A reputation for privacy
Apple’s reputation for defending privacy has been cultivated for years through its actions and marketing. In 2016, Apple faced off against the FBI in court to protect the integrity of its on-device encryption systems in the investigation of a mass shooter.
But Apple has also faced significant pressure from law enforcement officials about the possibility of criminals “going dark,” or using privacy tools and encryption to prevent messages or other information from being within the reach of law enforcement.
The controversy over Apple’s new system, and whether it’s surveilling users, threatens Apple’s public reputation for building secure and private devices, which the company has used to break into new markets in personal finance and healthcare.
Critics are concerned the system will partially operate on an iPhone, instead of only scanning photos that have been uploaded to the company’s servers. Apple’s competitors typically only scan photos stored on their servers.
“It’s truly disappointing that Apple got so hung up on its particular vision of privacy that it ended up betraying the fulcrum of user control: being able to trust that your device is truly yours,” technology commentator Ben Thompson wrote in a newsletter on Monday.
Apple continues to defend its systems as a genuine improvement that protects children and will reduce the amount of CSAM being created while still protecting iPhone user privacy.
Apple said its system is significantly stronger and more private than previous systems by every privacy metric the company tracks and that it went out of its way to build a better system to detect these illegal images.
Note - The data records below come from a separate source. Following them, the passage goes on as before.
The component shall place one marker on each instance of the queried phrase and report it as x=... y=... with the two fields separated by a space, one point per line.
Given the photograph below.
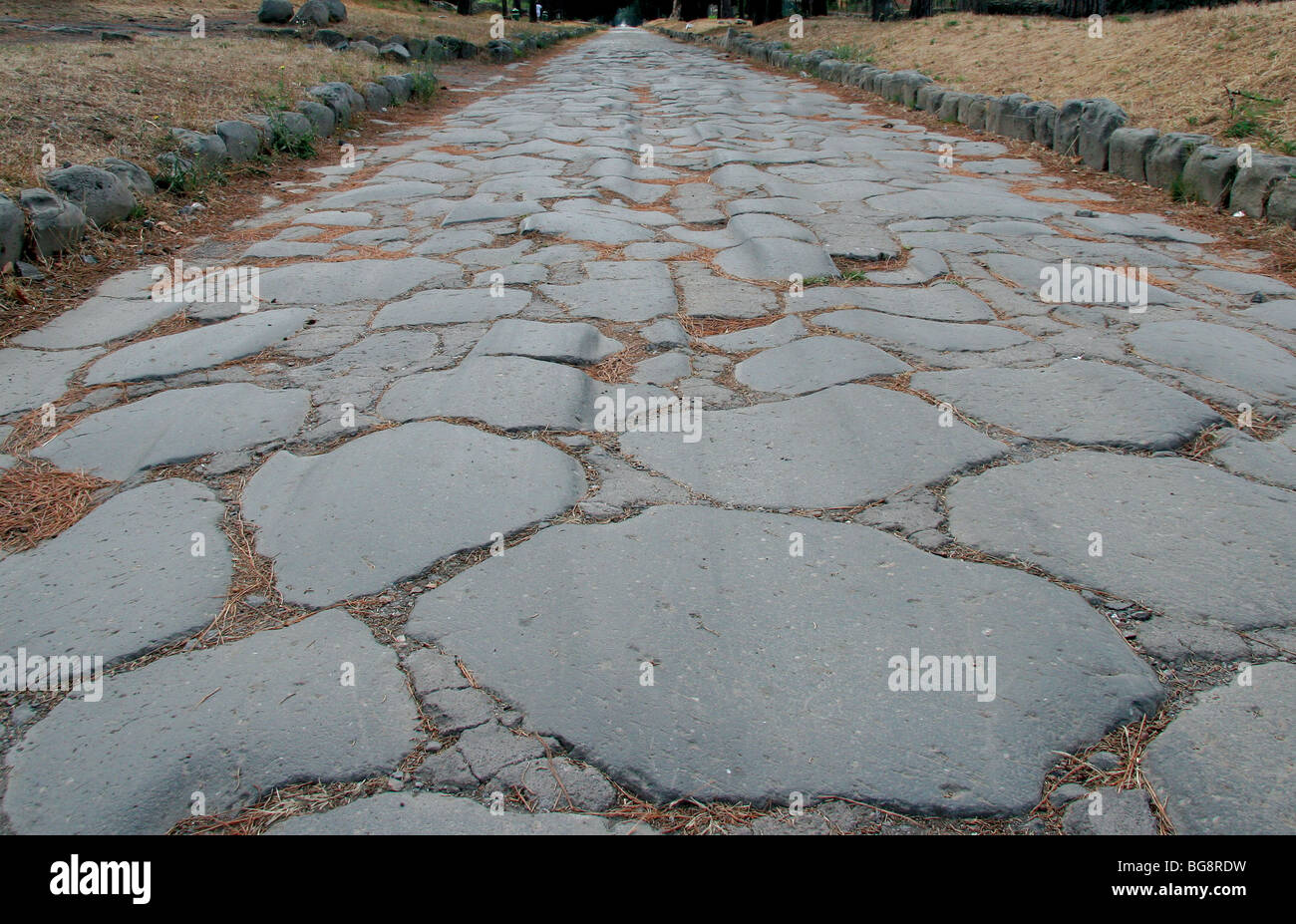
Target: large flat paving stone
x=760 y=686
x=231 y=724
x=387 y=505
x=837 y=448
x=198 y=349
x=175 y=427
x=414 y=812
x=938 y=336
x=1226 y=765
x=453 y=306
x=124 y=579
x=33 y=377
x=570 y=342
x=940 y=302
x=1177 y=535
x=1075 y=401
x=815 y=363
x=1216 y=351
x=338 y=283
x=512 y=393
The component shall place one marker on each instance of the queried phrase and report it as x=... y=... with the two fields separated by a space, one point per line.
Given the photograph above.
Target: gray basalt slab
x=1226 y=765
x=940 y=336
x=453 y=306
x=98 y=322
x=778 y=333
x=231 y=724
x=1221 y=353
x=124 y=579
x=709 y=296
x=201 y=348
x=760 y=687
x=1075 y=401
x=175 y=427
x=815 y=363
x=940 y=302
x=837 y=448
x=1271 y=462
x=1177 y=535
x=414 y=812
x=512 y=393
x=648 y=293
x=562 y=342
x=387 y=505
x=33 y=377
x=345 y=281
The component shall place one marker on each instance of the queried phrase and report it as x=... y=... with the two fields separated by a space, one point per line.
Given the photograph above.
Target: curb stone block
x=1097 y=122
x=1167 y=155
x=1253 y=184
x=100 y=194
x=1128 y=150
x=1209 y=172
x=135 y=177
x=241 y=141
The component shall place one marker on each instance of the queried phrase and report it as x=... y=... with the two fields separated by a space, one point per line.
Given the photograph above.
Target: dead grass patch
x=39 y=501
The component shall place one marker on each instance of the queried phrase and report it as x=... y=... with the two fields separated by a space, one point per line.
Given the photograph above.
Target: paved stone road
x=744 y=604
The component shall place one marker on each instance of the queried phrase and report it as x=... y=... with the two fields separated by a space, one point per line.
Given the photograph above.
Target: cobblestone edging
x=1190 y=166
x=46 y=221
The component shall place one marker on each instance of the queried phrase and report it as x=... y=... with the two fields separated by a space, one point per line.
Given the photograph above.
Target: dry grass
x=1166 y=70
x=39 y=500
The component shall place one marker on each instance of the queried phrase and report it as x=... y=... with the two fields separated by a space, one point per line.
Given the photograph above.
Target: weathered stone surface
x=198 y=349
x=232 y=724
x=122 y=581
x=1217 y=351
x=838 y=448
x=1177 y=535
x=1226 y=765
x=33 y=377
x=1075 y=401
x=175 y=427
x=415 y=812
x=938 y=336
x=1111 y=811
x=578 y=344
x=427 y=490
x=752 y=700
x=815 y=363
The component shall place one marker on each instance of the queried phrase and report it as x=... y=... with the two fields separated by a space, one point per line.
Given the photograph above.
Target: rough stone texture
x=838 y=448
x=1226 y=765
x=413 y=812
x=232 y=722
x=33 y=377
x=757 y=683
x=815 y=363
x=1111 y=811
x=1180 y=536
x=175 y=427
x=578 y=344
x=122 y=581
x=1075 y=401
x=465 y=483
x=198 y=349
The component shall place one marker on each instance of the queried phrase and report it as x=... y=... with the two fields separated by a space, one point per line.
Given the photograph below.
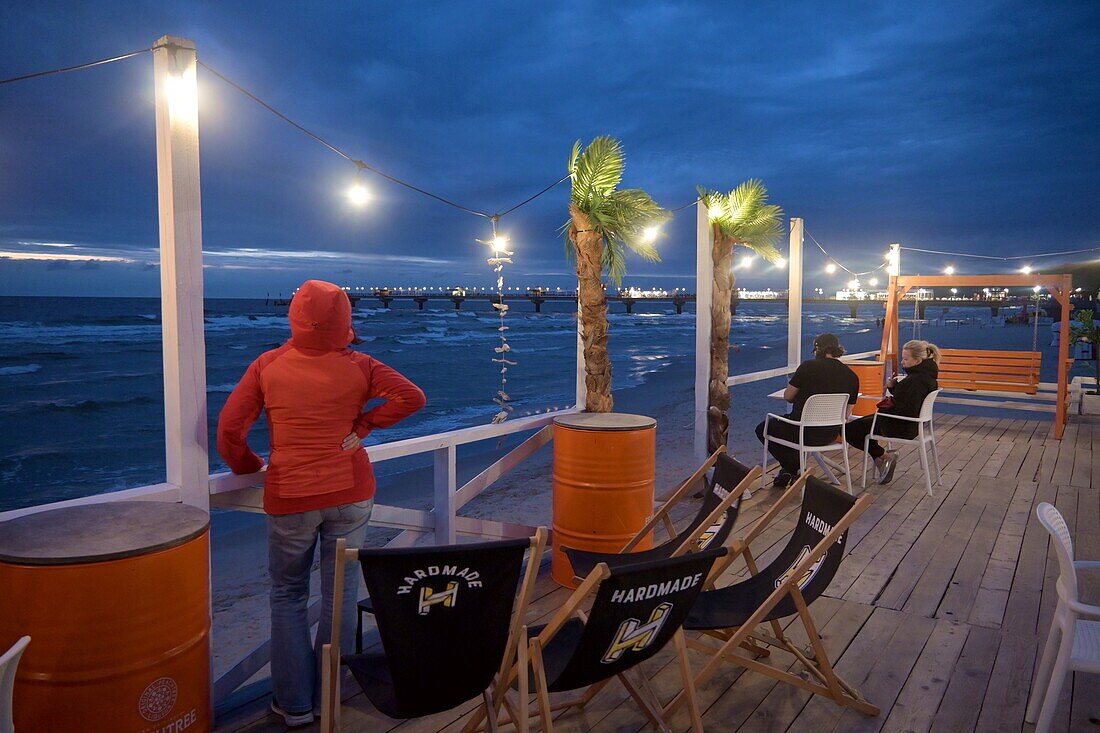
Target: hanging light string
x=840 y=264
x=360 y=165
x=501 y=256
x=1002 y=259
x=63 y=69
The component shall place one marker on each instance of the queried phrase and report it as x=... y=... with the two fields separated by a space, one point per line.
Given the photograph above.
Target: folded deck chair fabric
x=637 y=610
x=798 y=576
x=710 y=527
x=449 y=619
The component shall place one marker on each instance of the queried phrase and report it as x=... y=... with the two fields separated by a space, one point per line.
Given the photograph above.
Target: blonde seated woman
x=905 y=393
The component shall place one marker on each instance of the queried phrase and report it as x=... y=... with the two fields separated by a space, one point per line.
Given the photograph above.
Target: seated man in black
x=823 y=374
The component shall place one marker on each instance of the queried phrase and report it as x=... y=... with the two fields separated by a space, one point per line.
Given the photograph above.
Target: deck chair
x=449 y=619
x=710 y=527
x=637 y=610
x=784 y=588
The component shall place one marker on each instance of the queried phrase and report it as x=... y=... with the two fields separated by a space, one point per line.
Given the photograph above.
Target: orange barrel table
x=116 y=599
x=603 y=484
x=871 y=378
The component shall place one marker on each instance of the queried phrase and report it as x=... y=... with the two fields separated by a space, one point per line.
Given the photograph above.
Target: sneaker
x=293 y=720
x=889 y=463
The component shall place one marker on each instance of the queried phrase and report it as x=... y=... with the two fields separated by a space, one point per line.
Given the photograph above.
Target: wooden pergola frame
x=1060 y=286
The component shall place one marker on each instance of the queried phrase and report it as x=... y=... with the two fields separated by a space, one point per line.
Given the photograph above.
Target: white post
x=446 y=484
x=794 y=295
x=177 y=173
x=704 y=286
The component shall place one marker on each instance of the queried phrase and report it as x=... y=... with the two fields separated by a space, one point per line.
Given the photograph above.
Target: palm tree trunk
x=717 y=413
x=593 y=312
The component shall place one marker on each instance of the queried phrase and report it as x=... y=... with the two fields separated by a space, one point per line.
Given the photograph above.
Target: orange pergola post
x=1060 y=286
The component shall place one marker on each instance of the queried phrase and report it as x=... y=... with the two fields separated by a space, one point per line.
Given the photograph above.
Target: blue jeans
x=290 y=540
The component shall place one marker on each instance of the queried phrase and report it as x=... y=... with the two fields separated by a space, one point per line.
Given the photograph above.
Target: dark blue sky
x=959 y=126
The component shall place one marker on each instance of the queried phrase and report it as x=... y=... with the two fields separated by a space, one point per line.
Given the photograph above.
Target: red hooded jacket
x=314 y=389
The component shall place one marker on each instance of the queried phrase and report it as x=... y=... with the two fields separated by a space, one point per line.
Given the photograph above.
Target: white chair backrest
x=1063 y=546
x=8 y=663
x=825 y=409
x=927 y=405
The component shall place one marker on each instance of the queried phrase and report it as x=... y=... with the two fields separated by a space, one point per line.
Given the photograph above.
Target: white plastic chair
x=8 y=663
x=925 y=436
x=1076 y=623
x=820 y=411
Unlike current systems, which run in the cloud and can’t be inspected by security researchers, Apple’s system can be inspected through its distribution in iOS, an Apple representative said. By moving some processing onto the user’s device, the company can derive stronger privacy properties, such as the ability to find CSAM matches without running software on Apple servers that check every single photo.
Apple said on Monday its system doesn’t scan private photo libraries that haven’t been uploaded to iCloud.
Apple also confirmed it will process photos that have already been uploaded to iCloud. The changes will roll out through an iPhone update later this year, after which users will be alerted that Apple is beginning to check photos stores on iCloud against a list of fingerprints that correspond to known CSAM, Apple said.